Okay, so this was done in advance to make this demo go a little bit more smoothly, but if you want to create a reflection for this dataset you can click on the gear, up here at the top. And come down to the reflections tab, and you can see here there's a button here for raw reflection and also for aggregation reflections. Now these columns were actually suggested by Dremio as an appropriate or possibly good choice for what to use as dimensions, and what to use as measures. And in this case I went with the recommendation, because I think they look pretty good. Looking at what we have for dimensions...

Data Reflections: Accelerate your Queries Without Copies

When we say dimension, a dimension is what column do we expect to group by, when analyzing this data. And measures it means what are the columns that we typically expect to compute using. Compute values for. And what we're typically computing is going to be things like sum, count, and average. Are the more common ones. Okay?

So I previously already created these reflections, but I just wanted to demonstrate how one would do this. And if you wanted to modify this it's very easy. You can move these around. Create different dimensions, or different measures. Let me go ahead and cancel. Now like I said, the original dataset was a one billion row, 180 gigabyte dataset, so running some simple queries would actually take quite a while. For example what if I just wanted to get a list of the distinct vendor ID? Well, I'm going to run this right now, and it should be very, very fast. See, it came back in less than a second. Without a reflection this would take much, much longer, because, first off because, the underlying data is CSV it would have to read all the data. Even though I only care about vendor ID, the CSV format basically requires us to read 100 percent of the data. And then it has to parse it, and then aggregate over a billion records. And this would take... I'm not sure how long it would take, actually. But it would take quite a while. But you can see here with the reflection it's much, much faster.

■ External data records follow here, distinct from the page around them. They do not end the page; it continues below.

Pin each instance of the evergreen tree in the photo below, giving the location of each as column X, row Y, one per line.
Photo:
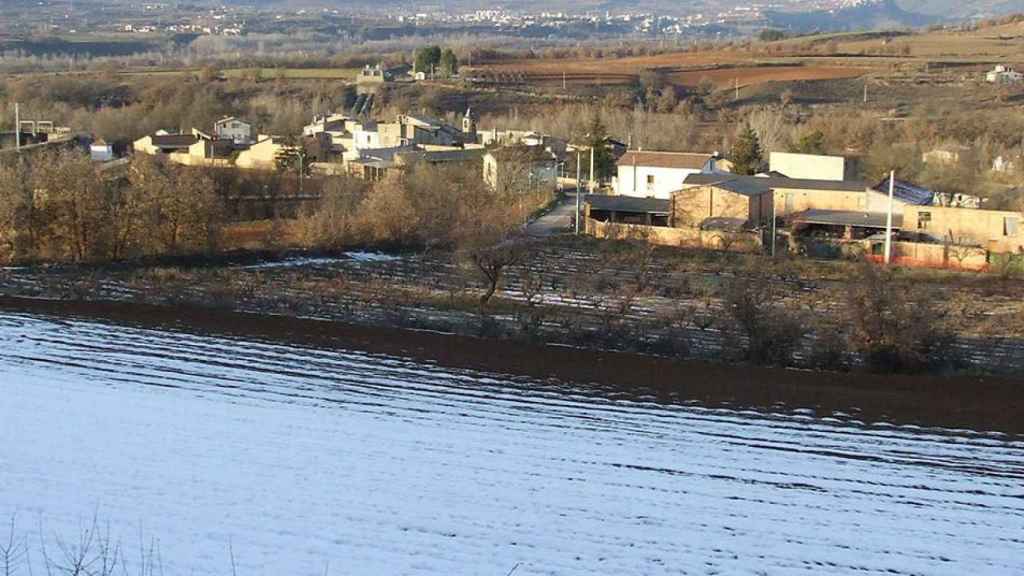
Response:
column 596, row 138
column 747, row 156
column 811, row 142
column 449, row 63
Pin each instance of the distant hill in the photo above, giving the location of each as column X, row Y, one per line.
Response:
column 865, row 14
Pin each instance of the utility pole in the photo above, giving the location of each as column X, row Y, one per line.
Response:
column 579, row 191
column 592, row 169
column 889, row 217
column 17, row 127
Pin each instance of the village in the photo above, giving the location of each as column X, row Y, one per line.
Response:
column 778, row 202
column 806, row 204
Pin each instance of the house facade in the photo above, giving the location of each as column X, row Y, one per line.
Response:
column 1005, row 75
column 809, row 166
column 657, row 174
column 235, row 129
column 520, row 168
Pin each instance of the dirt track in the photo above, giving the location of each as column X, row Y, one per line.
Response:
column 680, row 69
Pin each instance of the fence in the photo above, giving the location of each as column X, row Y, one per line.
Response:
column 742, row 241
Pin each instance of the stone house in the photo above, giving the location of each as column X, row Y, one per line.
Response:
column 520, row 168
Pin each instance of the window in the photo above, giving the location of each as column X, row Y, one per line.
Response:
column 1010, row 225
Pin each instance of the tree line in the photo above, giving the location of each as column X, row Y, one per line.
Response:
column 59, row 206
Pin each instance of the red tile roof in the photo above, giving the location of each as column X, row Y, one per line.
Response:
column 678, row 160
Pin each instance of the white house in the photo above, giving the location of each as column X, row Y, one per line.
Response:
column 1005, row 75
column 657, row 174
column 235, row 129
column 808, row 166
column 100, row 152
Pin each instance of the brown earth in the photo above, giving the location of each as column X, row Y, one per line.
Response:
column 968, row 402
column 680, row 69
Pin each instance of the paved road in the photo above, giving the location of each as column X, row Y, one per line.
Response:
column 555, row 221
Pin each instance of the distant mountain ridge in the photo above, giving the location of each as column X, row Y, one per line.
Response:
column 857, row 14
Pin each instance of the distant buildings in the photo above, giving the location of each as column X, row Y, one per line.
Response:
column 823, row 216
column 657, row 174
column 518, row 168
column 1005, row 75
column 235, row 129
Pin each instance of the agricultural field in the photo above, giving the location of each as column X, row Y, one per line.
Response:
column 833, row 56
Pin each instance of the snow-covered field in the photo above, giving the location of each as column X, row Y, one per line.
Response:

Data Reflections: Accelerate your Queries Without Copies

Okay. I'm going to show you the jobs page. So Dremio lets you look at all the jobs that have been running. And if we click on here we can actually look at a profile for the job. As when I demonstrate here that we can see the... First off, you can see from the plan that the original plan is much more complicated. Aggregate on top of project. And then going all the way down to having a filter. And then the underlying data source, which is the CSV with 1404 files, or splits, actually. Sorry. Those are HGFS splits. But with the reflection the optimizer ended up choosing a plan that queries the reflection instead, and first off, is a much simpler plan. And then we can also look and see, if we click on the stats, we only read a few hundred thousand rows, whereas the original dataset has over a billion rows. So we can see here that we probably had more than a one-thousandth speed up in this query.

So I'm going to show now how this is useful, and how integrate with popular BI tools. So specifically I'm going to look at Tableau. So we actually have for... When viewing a dataset in Dremio, you can then click on this Tableau button up here, which will download a TDS file which you can just simply click on. And assuming you have Tableau installed on your system, it will launch Tableau and prompt you for your credentials. These are your Dremio credentials.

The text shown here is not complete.